Harry Nilsson -  Flash HarryHard to find even when it was originally semi-released circa 1980, and also missing in 2013 from that big new Nilsson box set, Flash Harry is quite simply the most buzz-worthy fly in the man’s big ointment of a career. And then some. Or, as Eric Idle would say (and actually sing as the Flash first goes off), “He’s a pretty nifty guy. Always looks you in the eye. He always has a friendly smile” and, of course, “He doesn’t give a damn for what’s in style.” One listen to How Long Can Disco On, for one – fire extinguisher played by producer Steve Cropper, by the way – certainly proves that. So! Come and share a joke or two with one of the most brilliant singer-vs-songwriters Hollywood, or even Brooklyn, ever produced. And if you haven’t already read Alyn Shipton’s Harry Nilsson: The Life of a Singer-Songwriter and/or repeatedly viewed the John Scheinfeld / David Leaf Who Is Harry Nilsson (And Why Is Everybody Talkin’ About Him?), then don’t wait another year to miss those either.

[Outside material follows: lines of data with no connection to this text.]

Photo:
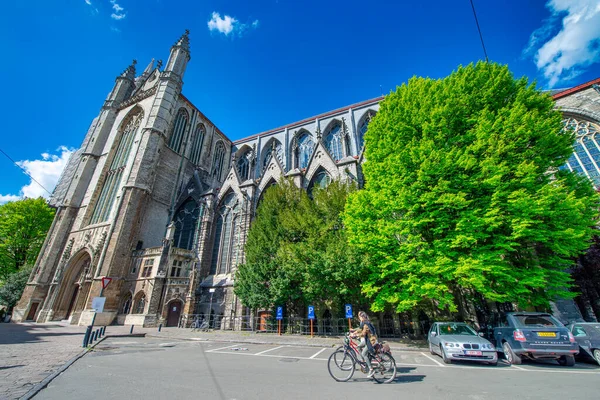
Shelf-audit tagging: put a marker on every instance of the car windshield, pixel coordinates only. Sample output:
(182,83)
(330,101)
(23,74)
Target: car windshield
(456,329)
(537,321)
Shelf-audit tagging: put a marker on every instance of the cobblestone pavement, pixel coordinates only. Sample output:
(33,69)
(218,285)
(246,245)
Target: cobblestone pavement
(29,352)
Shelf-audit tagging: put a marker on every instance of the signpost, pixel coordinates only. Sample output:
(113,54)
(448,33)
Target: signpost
(279,318)
(311,317)
(349,315)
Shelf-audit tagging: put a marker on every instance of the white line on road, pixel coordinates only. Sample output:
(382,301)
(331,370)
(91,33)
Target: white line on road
(317,353)
(221,348)
(263,352)
(434,360)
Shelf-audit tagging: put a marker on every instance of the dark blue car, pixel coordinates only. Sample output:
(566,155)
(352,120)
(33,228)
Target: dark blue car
(532,335)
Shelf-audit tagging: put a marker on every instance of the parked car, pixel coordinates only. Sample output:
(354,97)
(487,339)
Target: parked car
(587,336)
(458,341)
(532,335)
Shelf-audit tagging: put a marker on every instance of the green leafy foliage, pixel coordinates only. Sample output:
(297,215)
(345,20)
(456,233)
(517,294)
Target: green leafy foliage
(463,193)
(23,228)
(297,251)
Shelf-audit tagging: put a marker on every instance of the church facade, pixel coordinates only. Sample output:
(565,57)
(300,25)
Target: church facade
(160,200)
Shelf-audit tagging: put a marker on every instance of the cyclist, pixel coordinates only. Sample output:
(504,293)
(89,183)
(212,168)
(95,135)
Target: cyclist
(367,334)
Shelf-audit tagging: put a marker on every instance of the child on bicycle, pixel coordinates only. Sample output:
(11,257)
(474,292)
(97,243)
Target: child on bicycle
(366,333)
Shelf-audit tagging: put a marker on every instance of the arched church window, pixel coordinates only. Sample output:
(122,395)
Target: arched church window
(114,174)
(197,144)
(585,159)
(140,304)
(186,221)
(218,160)
(362,127)
(226,235)
(176,140)
(272,148)
(304,150)
(244,165)
(333,142)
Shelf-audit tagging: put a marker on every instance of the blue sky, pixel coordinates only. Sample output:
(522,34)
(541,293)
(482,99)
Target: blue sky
(259,64)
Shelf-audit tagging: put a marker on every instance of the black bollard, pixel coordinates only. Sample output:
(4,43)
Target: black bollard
(86,336)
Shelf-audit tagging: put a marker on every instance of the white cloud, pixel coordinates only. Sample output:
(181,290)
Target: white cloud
(574,47)
(45,171)
(229,25)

SexClark Five - RembrandtXThirteen years is too long, just TOO LONG to wait, I tell you, between albums from the strum-drummin’ prides of Huntsville, Alabama. But just in the bare nick of the times come thirty – count ‘em! – new tracks in fifty-two-and-a-half minutes flat from the minds, mouths and fingers of James Butler and Rick Storey. Still able to concoct sounds fully worthy of song titles the likes of Epistle Packin’ Mama and even Mussolini and Squirrel whilst expertly distilling the entire Beatles Anthology project down to a mere 2:25 (hashtag “grim Reeperbahn” and/or “the Mersey sighed”) RembrandtX sounds like XTC commandeered by Alan Clayson as opposed to Andy Partridge, Joe Meek exhumed to finish (off) Lifehouse, or perhaps Lindsey Buckingham kidnapped, held hostage, and ordered to produce a new Neil Innes CD before suppertime. Whatever the cases may be, one must ultimately admit the mighty SC5 have with RembrandtX produced – dare I say it? – a work of art.

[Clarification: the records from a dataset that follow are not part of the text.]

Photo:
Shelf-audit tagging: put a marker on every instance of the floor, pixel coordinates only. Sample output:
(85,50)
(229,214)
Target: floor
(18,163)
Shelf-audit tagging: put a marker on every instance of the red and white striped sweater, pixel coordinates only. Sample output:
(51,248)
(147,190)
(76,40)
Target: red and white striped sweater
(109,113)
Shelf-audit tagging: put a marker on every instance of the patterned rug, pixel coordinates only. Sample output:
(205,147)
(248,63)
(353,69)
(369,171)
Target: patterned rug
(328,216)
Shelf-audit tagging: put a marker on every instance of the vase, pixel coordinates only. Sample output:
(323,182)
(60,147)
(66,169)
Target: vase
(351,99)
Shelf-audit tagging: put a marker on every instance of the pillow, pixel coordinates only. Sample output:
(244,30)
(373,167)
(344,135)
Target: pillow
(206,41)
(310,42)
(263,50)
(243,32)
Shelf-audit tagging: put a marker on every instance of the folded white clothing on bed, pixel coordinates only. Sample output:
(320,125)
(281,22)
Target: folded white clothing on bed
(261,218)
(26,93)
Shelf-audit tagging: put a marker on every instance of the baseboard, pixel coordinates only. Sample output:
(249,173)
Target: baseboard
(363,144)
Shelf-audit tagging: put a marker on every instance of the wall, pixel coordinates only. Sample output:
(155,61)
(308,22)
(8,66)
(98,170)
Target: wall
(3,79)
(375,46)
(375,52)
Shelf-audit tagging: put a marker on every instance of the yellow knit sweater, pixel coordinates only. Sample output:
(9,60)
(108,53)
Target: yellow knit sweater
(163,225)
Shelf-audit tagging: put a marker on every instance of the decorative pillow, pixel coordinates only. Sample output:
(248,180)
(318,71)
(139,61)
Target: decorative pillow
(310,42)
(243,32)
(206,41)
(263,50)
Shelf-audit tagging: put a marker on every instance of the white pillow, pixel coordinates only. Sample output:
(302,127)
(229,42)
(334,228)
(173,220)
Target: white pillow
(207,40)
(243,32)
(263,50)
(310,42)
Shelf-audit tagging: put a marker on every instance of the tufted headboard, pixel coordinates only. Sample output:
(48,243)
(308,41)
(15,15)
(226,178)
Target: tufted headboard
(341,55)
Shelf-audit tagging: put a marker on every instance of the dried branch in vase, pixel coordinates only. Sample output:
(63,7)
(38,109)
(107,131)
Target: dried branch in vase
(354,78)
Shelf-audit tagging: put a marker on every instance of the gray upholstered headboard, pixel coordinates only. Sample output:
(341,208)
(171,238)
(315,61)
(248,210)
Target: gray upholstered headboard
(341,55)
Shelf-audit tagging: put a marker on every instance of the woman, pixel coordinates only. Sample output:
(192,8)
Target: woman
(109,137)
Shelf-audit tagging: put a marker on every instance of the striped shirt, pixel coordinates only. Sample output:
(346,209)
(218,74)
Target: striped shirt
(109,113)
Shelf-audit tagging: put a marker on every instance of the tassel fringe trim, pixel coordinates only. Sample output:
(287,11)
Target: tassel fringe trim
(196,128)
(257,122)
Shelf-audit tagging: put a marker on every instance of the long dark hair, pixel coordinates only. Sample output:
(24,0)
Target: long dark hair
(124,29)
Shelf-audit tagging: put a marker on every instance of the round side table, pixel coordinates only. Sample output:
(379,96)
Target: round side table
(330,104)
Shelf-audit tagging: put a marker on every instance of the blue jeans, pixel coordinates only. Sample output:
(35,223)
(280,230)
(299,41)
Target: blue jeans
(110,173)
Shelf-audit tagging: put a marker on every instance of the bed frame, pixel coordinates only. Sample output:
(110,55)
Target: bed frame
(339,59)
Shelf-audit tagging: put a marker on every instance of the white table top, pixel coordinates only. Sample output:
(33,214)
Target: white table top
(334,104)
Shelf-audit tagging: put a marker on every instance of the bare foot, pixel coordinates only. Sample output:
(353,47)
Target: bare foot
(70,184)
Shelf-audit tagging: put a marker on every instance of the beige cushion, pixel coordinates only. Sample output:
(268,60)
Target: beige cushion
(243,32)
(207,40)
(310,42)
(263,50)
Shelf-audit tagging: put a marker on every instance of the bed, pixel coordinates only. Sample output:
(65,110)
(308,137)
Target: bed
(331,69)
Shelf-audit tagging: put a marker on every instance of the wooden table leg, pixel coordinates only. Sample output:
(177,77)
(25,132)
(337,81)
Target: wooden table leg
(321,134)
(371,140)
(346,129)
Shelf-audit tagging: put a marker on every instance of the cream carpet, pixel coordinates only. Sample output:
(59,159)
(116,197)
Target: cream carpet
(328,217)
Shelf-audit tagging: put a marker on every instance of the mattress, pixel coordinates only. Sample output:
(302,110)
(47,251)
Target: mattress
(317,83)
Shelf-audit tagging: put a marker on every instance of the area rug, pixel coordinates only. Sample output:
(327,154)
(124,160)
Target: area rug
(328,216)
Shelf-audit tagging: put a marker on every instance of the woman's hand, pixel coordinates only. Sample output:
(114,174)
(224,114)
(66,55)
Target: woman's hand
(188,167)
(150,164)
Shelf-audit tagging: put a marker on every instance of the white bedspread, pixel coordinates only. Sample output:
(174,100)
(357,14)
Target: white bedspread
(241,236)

Al Staehely & The Explosives - Cadillac CowboysIt only takes 12-minutes-fourteen for the great guys down at SteadyBoy – who celebrated their tenth anniversary in 2013, by the way! – to hook up former Spirit frontperson Al Staehely with legendary Texan proto-P-poppers The Explosives. And the result is one compact EP which in a mere four songs says, and plays more than absolute dozens of other discs which passed through the trusty Pig Player since last we spoke. Track-by-track, the title number breathes more than fresh air into that vintage Feedback classic of yore, Signs Of Life is precisely the kind of song those Stones have been trying to come up with since You Got Me Rocking at least, Al’s Crazy Like A Fox, we would be wise to recall, was originally recorded by none other than Keith Moon, and the brand new Bailout Blues really does trickle down as much as it ties things straight up, sonically speaking that is. Explosive drummer/producer Freddie Steady Krc keeps the proceedings as raw, sparse, tight ‘n’ taut as he always does; Be Sure to check out his similarly fine work all over SteadyBoy’s recent Shakin’ Apostles retrospective as well.

See – and hear! – everyone again Next year then.